We often debate about how women should be labeled–just the other day ASOS took a major hit when they called a model ‘plus size’ instead of just stating the obvious fact that she’s a model and leave it at that. But in my recent time looking for cute summer clothes to wear, I’ve realized that it’s not just the brands, but often times it’s also the media that seemingly tries to be inclusive but ends up putting curvy women in a separate category altogether which I believe is counterintuitive.
To name just a few I came across today there was “Swimsuit trends made for plus-size women” that went on to list styles that basically are supposed to cinch in at the waist and sexy options to show off your body, the next was “how the wrap dress is the best thing that curvy women can wear,” which went on to make pointless statements about how it’s slimming, and the last icing on the cake was “skirts to make your curves seem hourglass.” Really encouraging right?!
There’s a difference between suggesting brands to buy for swimwear or summer dresses, and explicitly saying that these trends are just for curvy women.
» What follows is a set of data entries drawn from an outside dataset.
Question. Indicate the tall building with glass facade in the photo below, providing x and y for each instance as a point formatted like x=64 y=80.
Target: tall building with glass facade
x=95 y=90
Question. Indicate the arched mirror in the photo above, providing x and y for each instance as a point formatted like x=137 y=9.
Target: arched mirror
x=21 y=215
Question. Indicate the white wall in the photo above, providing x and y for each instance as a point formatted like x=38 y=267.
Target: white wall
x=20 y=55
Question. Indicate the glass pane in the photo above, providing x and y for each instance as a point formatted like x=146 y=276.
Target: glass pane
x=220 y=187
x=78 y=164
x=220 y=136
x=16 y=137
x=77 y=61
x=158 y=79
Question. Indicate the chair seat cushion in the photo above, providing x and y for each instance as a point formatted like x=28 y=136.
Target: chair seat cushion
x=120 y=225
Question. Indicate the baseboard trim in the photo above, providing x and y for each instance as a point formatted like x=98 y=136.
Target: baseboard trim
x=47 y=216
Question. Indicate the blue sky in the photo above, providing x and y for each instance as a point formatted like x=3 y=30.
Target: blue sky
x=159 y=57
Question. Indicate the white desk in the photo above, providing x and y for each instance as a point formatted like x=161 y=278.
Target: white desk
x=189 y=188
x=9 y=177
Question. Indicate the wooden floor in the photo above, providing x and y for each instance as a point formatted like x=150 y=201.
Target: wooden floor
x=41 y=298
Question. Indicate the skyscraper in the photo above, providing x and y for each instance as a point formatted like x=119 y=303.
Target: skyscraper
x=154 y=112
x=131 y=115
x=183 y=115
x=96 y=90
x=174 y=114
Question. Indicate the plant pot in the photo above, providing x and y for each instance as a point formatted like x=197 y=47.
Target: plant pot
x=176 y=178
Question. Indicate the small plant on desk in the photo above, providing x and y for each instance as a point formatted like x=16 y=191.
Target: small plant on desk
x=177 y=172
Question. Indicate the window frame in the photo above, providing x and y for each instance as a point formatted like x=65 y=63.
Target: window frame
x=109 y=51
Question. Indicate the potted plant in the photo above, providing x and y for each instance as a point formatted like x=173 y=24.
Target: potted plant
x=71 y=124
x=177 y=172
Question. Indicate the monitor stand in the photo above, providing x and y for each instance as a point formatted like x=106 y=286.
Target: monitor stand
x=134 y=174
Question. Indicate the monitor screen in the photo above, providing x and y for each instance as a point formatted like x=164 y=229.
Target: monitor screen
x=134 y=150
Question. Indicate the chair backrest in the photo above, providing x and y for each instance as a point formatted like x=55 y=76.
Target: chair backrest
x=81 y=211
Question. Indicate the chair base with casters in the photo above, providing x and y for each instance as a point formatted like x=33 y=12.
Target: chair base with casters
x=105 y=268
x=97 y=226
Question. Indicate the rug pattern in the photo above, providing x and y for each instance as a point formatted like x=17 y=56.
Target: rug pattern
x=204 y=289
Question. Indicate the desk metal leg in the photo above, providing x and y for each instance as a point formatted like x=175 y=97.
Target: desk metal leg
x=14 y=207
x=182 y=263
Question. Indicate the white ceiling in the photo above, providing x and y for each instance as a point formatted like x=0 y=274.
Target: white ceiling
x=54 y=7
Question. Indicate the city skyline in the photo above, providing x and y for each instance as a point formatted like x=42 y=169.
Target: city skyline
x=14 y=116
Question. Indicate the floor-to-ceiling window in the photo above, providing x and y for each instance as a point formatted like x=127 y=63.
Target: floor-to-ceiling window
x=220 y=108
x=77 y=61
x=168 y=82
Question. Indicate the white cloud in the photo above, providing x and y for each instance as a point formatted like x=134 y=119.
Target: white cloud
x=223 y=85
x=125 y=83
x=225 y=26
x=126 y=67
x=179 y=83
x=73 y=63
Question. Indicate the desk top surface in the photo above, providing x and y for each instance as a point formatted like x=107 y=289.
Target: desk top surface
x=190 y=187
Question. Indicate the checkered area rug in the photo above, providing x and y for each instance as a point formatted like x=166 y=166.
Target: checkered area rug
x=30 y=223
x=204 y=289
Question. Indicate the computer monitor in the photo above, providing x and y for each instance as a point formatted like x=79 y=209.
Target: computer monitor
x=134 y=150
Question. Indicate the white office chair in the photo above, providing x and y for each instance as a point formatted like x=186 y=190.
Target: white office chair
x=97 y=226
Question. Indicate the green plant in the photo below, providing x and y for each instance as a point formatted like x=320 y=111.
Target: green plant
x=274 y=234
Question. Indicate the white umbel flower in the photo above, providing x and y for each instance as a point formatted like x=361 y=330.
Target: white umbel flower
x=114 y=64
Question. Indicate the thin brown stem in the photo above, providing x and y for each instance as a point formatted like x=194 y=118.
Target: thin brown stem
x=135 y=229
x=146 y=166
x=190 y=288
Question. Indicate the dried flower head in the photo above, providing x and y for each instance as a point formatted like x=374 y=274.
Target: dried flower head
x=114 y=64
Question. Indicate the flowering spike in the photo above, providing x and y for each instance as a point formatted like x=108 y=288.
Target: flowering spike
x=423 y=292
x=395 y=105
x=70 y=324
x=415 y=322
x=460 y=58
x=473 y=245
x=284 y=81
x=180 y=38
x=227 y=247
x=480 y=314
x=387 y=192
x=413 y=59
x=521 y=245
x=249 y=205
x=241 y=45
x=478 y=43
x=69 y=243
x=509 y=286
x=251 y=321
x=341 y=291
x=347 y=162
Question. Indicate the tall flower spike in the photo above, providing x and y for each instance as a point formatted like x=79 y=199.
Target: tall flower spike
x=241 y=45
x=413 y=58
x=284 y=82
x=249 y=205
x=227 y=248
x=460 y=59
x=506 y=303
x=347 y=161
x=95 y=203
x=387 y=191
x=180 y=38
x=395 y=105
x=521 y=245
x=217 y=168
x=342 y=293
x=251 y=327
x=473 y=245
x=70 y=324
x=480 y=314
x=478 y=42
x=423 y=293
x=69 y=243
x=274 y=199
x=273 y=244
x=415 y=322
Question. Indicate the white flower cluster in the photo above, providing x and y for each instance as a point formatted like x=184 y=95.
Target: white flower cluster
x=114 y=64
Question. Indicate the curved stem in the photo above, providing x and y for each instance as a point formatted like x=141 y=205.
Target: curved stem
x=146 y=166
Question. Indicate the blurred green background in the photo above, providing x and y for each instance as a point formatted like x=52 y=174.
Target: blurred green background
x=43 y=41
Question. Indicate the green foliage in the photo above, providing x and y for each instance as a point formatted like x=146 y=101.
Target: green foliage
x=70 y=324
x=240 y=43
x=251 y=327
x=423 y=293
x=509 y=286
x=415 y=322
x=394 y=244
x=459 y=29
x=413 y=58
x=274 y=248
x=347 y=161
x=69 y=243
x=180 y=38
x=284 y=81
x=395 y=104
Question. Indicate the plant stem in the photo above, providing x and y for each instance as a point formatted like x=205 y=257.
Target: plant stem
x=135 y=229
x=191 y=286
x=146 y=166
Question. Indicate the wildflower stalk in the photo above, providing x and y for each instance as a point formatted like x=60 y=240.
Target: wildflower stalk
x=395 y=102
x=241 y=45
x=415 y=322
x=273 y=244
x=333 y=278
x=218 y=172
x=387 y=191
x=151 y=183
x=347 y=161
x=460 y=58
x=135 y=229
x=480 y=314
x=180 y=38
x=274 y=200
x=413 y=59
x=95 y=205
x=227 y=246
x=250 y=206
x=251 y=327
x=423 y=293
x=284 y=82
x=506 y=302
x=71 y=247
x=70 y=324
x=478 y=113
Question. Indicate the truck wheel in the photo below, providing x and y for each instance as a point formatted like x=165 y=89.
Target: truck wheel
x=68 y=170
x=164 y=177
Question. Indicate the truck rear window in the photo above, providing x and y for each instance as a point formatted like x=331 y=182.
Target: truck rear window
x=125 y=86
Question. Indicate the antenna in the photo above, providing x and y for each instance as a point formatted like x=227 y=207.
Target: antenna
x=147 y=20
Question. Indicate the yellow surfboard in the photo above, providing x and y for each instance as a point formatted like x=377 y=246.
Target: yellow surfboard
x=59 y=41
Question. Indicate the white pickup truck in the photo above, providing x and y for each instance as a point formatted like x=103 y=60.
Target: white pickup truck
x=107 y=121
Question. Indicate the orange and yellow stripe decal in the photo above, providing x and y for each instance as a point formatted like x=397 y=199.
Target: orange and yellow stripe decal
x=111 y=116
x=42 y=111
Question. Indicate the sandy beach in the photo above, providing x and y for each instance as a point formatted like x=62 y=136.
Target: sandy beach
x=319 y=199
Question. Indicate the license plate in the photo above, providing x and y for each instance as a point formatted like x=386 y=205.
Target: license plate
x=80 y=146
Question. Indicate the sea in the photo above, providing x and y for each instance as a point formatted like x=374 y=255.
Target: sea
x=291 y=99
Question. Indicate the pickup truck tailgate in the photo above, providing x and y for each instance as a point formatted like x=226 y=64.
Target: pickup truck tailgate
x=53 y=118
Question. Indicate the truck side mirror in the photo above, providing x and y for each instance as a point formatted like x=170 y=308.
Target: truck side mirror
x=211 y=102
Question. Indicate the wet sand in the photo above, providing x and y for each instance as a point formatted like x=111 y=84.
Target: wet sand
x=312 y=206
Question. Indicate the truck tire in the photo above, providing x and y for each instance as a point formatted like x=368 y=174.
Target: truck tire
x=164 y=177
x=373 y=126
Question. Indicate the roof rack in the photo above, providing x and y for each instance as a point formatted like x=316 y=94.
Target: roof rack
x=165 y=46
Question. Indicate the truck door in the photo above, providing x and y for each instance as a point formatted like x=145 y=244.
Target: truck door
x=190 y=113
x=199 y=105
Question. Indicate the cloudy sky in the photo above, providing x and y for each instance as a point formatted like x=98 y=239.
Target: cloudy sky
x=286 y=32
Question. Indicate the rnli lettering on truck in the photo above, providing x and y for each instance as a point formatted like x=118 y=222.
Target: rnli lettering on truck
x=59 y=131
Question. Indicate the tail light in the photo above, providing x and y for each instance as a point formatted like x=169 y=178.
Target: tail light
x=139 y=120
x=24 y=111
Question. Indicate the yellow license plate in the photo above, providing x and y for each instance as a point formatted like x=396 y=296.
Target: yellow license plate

And though it feels like an innocent enough attempt to be inclusive, inclusive to me means that curvy women should be able to shop in the same section, get the same trends from the runway, and find cool pieces just like everyone else in their size. It shouldn’t be a separate destination or strategy just because you have more curves than a woman fitting into sample sizes. And I can only hope that people start to realize being inclusive doesn’t mean one opinion of a curvy woman, or promoting only a certain curvy body type–it means embracing women of all sizes in ever single conversation.